Chilling out after an early supper, I went back to my favorite pastime of checking out Twitter and the trending  topics therein. It was hardly surprising that India’s cricketing ignominy was the talk of the town. Generally the  feeling was one of angst though a few happy souls did manage to see the funny side of things.

Studiously avoiding the expert comments, I went after the comic ones. One commented that Pakistani cricketers at  least took money to lose while our guys were doing it for free! Another felt that captain Dhoni was working hard  to capture the ‘spirit of cricket’ award while an irate fan thought only Mahatma Gandhi could help India now!

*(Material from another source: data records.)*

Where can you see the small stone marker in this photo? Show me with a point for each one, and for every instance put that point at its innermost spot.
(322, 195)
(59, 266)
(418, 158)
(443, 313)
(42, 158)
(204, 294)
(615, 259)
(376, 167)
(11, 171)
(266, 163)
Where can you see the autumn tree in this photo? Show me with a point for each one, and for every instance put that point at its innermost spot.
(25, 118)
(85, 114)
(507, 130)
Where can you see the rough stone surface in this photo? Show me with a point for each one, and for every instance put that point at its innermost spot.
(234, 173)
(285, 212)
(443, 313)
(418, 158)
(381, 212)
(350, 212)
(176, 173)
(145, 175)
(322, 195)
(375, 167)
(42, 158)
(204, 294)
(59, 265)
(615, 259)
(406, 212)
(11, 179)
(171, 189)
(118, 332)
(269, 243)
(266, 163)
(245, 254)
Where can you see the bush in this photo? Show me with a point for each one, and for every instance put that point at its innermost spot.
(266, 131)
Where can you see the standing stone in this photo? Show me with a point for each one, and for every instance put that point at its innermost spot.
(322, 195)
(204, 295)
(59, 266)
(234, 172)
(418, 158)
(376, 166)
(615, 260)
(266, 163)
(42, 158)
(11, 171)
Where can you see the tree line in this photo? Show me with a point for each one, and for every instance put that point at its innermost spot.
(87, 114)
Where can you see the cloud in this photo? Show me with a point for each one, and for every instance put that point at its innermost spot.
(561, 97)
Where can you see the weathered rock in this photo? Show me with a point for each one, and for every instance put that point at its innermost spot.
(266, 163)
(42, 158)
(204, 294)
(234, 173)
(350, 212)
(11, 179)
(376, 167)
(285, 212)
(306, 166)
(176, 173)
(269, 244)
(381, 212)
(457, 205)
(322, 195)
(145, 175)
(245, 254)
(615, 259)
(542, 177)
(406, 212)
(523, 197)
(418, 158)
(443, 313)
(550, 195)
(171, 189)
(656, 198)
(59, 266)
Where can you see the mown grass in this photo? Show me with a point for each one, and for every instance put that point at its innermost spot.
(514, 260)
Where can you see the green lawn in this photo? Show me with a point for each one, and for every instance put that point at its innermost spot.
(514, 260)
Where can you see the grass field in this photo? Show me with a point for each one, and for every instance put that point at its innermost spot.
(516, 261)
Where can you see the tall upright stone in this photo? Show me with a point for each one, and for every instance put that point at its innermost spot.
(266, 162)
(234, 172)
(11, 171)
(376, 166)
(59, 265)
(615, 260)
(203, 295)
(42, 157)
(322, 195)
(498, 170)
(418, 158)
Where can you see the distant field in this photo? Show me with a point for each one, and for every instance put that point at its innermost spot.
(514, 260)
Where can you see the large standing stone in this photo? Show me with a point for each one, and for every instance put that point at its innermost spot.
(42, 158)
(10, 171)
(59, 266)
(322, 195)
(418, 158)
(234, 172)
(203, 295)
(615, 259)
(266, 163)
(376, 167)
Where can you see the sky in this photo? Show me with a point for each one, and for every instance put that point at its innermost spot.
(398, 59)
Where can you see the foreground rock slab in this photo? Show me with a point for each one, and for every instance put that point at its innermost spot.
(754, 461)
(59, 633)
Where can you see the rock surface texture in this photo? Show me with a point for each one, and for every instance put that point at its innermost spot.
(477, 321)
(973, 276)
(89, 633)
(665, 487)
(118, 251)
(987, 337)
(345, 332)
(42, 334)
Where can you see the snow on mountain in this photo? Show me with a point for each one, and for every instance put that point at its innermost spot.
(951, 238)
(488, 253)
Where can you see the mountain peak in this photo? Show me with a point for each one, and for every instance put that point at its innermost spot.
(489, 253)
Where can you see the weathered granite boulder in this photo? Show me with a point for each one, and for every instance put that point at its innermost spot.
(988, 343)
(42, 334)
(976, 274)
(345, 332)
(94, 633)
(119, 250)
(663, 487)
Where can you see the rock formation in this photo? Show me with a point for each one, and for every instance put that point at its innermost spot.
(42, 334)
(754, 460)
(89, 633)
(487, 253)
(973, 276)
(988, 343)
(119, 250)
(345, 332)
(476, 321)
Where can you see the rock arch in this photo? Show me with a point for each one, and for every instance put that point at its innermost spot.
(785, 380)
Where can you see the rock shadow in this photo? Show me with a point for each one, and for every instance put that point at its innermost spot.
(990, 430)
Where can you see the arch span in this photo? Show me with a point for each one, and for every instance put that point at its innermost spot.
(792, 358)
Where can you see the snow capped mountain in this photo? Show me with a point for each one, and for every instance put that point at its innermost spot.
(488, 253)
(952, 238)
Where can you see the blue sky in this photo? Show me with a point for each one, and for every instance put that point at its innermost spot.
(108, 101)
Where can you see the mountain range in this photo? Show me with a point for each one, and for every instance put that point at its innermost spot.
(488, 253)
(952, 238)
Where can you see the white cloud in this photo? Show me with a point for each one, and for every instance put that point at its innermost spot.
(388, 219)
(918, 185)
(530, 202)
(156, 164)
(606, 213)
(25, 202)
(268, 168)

A few LOLs later, I switched on the television to catch the last rites of the match. The first thing that I observed was the sheer defeatism in our team’s body language. It was almost as if they wanted to give up their crown because the collective heads on which it rested was uneasy. Maybe, Team India does need the services of  Gandhiji to overturn this British Raj!

Gotta Go There Now!

Before going into the team’s current predicament, let’s hark back briefly to the time when a first-time coach had taken on, what is often described as the most difficult job in the world of cricket. The man came with noting more than a chequered history of playing for a team that was reinventing itself. As a batsman he was good, but not the greatest and none knew of his strategic ability as he had never captained any team in senior grade cricket.

However, when Gary Kirsten took over as coach of the Indian team in December 2007, even his staunchest supporter wouldn’t have given the South African a semblance of a chance, given the diverse social, cultural and age profile of the group that had ignominously
exited the 2007 World Cup. But, what followed in the next four years was nothing short of a miracle!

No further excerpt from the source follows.